8. Common Slash Commands
Inside Hermes, type / to see available commands. Frequently used ones include:
| Command | Purpose |
|---|---|
/help |
Show help menu |
/tools |
View or switch enabled tools |
/model |
Switch active model |
/new |
Start a fresh session |
/reset |
Reset current session history |
/retry |
Retry the last request |
/undo |
Undo the last action |
/usage |
View current context token usage |
If a task veers off course, simply type a new message to interrupt and redirect. In CLI mode, you can also press Ctrl+C.
9. How to Confirm Successful Configuration
A successful configuration typically exhibits four clear signs:
- On startup, Hermes displays the currently active model and provider.

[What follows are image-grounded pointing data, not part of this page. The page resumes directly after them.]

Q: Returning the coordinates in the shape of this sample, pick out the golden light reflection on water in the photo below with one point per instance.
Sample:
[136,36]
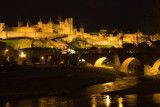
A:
[120,102]
[55,102]
[131,99]
[156,98]
[108,101]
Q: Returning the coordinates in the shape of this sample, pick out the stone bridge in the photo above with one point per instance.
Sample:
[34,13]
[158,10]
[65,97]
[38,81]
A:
[148,64]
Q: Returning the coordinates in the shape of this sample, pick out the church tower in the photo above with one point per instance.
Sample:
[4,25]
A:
[81,29]
[70,20]
[20,23]
[28,23]
[40,22]
[50,25]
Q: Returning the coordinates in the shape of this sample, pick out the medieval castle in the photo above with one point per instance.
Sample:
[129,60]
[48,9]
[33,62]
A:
[52,30]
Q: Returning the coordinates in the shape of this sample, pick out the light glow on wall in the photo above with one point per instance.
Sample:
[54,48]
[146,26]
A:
[99,62]
[22,55]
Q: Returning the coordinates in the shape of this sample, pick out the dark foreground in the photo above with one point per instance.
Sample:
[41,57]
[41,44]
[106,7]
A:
[50,81]
[147,85]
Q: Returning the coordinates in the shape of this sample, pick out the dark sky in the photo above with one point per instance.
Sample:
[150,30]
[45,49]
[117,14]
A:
[128,15]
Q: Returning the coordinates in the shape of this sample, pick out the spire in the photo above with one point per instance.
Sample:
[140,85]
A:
[28,23]
[50,20]
[66,20]
[59,19]
[20,22]
[81,26]
[40,20]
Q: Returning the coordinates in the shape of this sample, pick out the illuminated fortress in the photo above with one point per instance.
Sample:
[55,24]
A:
[66,29]
[41,30]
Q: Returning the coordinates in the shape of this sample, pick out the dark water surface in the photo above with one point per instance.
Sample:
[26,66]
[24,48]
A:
[91,97]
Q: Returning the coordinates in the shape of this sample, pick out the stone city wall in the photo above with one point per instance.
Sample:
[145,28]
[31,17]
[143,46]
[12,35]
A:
[35,35]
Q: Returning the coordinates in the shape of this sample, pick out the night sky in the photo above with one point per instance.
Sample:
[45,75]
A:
[126,15]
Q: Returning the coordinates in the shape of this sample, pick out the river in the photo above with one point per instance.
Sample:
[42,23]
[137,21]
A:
[91,97]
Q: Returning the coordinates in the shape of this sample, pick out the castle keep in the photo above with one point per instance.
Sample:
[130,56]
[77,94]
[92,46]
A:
[41,30]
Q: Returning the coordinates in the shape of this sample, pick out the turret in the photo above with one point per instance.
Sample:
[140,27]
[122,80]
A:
[28,23]
[20,23]
[81,29]
[40,22]
[50,21]
[70,21]
[66,21]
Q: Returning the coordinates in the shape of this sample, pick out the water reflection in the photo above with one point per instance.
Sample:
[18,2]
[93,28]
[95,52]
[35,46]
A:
[91,97]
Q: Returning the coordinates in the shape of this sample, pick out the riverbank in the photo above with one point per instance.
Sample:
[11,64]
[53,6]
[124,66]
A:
[50,81]
[147,85]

- It replies normally—no repeated warnings about missing API keys.
- It executes basic tools reliably (e.g., listing directories or reading files).
- Multi-turn conversations preserve context coherently.
If configuration fails, troubleshoot in this order:
hermes doctor
hermes model
hermes setup
hermes sessions list
hermes --continue
If you haven’t fully internalized “Hermes Agent: Model Configuration and First Conversation,” revisit this card and walk through its four actionable steps.
When reviewing “Hermes Agent: Model Configuration and First Conversation,” don’t aim to build a full-scale project right away. Instead, use a single, minimal working example to confirm whether the core workflow is clear and functional.
10. Summary of This Section
Model configuration is the pivotal first milestone in mastering Hermes. Beginners should prioritize getting one model working reliably before layering on tools, Docker, MCP integrations, messaging platforms, or automation pipelines. Once your first authentic, end-to-end conversation succeeds, everything that follows becomes dramatically easier.